High Availability
If a vCPE HA Gateway is to act as a "default gateway", the pair will use VRRP to float a VIP (Virtual IP) between them. The VIP is used as the default route. The gateways function in active/standby mode. During normal operation, the primary hosts the VIP. If it fails, the secondary takes over until the primary is recovered.
Introduction
This guide walks you through a practical demonstration of configuring High Availability between customer-hosted edge routers.
Sample Architecture without HA
For this demonstration, we have considered setting up a network between an ER running on a VMWARE VM on-premise (Assuming it is the headquarters) (ingress ER) and Azure South India that hosts the target application (egress ER). The NetFoundry-hosted edge routers are provisioned at Azure & AWS in India.
The endpoint from headquarters is able to access the web application hosted at Azure. Currently, a route has been configured for the network 10.90.1.0/24, pointing to ingress ER IP 192.168.158.151 at HQ.
Sample Architecture with HA
An HQCustomerER2 has been deployed in order to configure High Availability between ingress ERs at HQ.
Step 1. Provisioning of Customer-hosted Edge Routers ( On-prem ) :
Customer self-hosted Edge Routers (CERs) act as egress routers for endpoints / other CERs to reach the services terminated on the CER endpoint.
Create and Register CERs in a private cloud
Use the below deployment guides to provision a customer-hosted Edge Router into a branch office or a private cloud.
Create and Register CERs on AWS / Azure / OCI / any Public Cloud
Use the below deployment guides to provision a customer-hosted Edge Router into your AWS / Azure/ GCP/ OCI.
Step 2: Configure the AppWAN
The AppWAN defines the services that one or more client endpoints can access.
To know more about AppWAN go to Create and Manage AppWAN article on the Netfoundry support hub.
Add the HQcusomerER2 endpoint in an existing AppWAN to create access for the web application which is hosted on Azure
Note: The endpoint/service/edge router attribute will select all endpoints/services/edge routers with that specific attribute.
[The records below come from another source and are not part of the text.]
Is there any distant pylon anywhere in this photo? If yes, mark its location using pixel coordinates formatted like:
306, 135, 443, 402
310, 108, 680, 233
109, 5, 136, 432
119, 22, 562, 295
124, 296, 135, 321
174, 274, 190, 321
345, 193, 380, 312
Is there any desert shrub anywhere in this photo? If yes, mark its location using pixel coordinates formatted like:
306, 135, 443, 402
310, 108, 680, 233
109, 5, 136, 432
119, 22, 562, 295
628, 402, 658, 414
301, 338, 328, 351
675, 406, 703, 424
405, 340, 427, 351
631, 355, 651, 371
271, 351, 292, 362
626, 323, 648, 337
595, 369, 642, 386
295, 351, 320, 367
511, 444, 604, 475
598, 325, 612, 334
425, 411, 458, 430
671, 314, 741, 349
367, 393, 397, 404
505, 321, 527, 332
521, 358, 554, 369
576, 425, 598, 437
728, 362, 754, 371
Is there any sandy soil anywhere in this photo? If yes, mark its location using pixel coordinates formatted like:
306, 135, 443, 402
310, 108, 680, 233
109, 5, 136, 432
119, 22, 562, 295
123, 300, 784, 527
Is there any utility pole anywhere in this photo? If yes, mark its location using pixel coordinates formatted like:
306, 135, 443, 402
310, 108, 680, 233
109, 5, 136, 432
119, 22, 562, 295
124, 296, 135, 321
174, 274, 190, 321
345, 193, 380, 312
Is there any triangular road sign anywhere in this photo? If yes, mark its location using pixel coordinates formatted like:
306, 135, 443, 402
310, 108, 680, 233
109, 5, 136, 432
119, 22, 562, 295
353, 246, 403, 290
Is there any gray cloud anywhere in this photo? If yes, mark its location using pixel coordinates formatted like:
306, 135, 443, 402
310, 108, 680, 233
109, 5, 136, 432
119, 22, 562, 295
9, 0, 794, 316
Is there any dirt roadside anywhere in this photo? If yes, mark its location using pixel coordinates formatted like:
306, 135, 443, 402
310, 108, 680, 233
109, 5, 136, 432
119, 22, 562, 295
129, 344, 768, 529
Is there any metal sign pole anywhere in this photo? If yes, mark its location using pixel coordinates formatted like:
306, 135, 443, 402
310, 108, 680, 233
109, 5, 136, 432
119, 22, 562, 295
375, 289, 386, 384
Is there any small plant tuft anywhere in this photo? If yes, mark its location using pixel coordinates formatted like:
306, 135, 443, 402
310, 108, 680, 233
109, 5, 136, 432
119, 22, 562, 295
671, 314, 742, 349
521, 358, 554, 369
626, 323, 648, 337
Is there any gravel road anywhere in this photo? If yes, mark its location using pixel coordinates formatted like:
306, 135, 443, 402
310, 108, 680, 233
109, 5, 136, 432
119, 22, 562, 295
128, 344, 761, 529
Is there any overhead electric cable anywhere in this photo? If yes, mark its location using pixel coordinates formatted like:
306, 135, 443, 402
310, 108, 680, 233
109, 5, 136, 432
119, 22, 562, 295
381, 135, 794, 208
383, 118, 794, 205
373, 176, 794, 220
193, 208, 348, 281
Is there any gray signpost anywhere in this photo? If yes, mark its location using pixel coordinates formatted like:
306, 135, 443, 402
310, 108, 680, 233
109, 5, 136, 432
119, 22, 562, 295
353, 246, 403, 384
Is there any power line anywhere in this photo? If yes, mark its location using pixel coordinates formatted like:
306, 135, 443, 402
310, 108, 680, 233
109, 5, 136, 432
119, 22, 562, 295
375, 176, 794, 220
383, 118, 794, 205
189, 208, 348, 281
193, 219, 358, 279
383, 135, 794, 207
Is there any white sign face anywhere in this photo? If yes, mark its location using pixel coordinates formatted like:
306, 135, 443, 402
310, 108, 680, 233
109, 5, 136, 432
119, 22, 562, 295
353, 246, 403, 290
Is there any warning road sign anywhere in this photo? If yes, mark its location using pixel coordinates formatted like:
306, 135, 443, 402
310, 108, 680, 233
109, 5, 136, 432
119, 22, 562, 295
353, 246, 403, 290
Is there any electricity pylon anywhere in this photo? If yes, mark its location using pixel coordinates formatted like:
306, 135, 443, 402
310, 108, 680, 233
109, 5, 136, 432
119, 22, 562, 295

The @ symbol is used to tag Individual endpoints/services/edge routers and the # symbol is used to tag a group of endpoints/services/edge routers.
Step 3: Install and Configure Keepalived
Keepalived provides frameworks with high availability. High availability is achieved by the Virtual Redundancy Routing Protocol (VRRP). VRRP is a fundamental brick for router failover. To know more about the keepalived, click here
Update and install Keepalived
update and install Keepalived on both ERs
- Use the below command to update the ER
$sudo apt-get update
- Use the below command to install keepalived
$sudo apt-get install keepalived
Configure IP forwarding and non-local binding
Configure IP forwarding and non-local binding on both ERs
- To configure IP forwarding and non-local binding you need to switch to the root user using the below command
$sudo su -
- To enable the Keepalived service to forward network packets to the backend servers, you need to enable IP forwarding. Run this command on both servers
# sed -i 's/#net.ipv4.ip_forward=1/net.ipv4.ip_forward=1/' /etc/sysctl.conf
- Similarly, you need to enable HAProxy and Keepalived to bind to non-local IP address, that is to bind to the failover IP address (Floating IP).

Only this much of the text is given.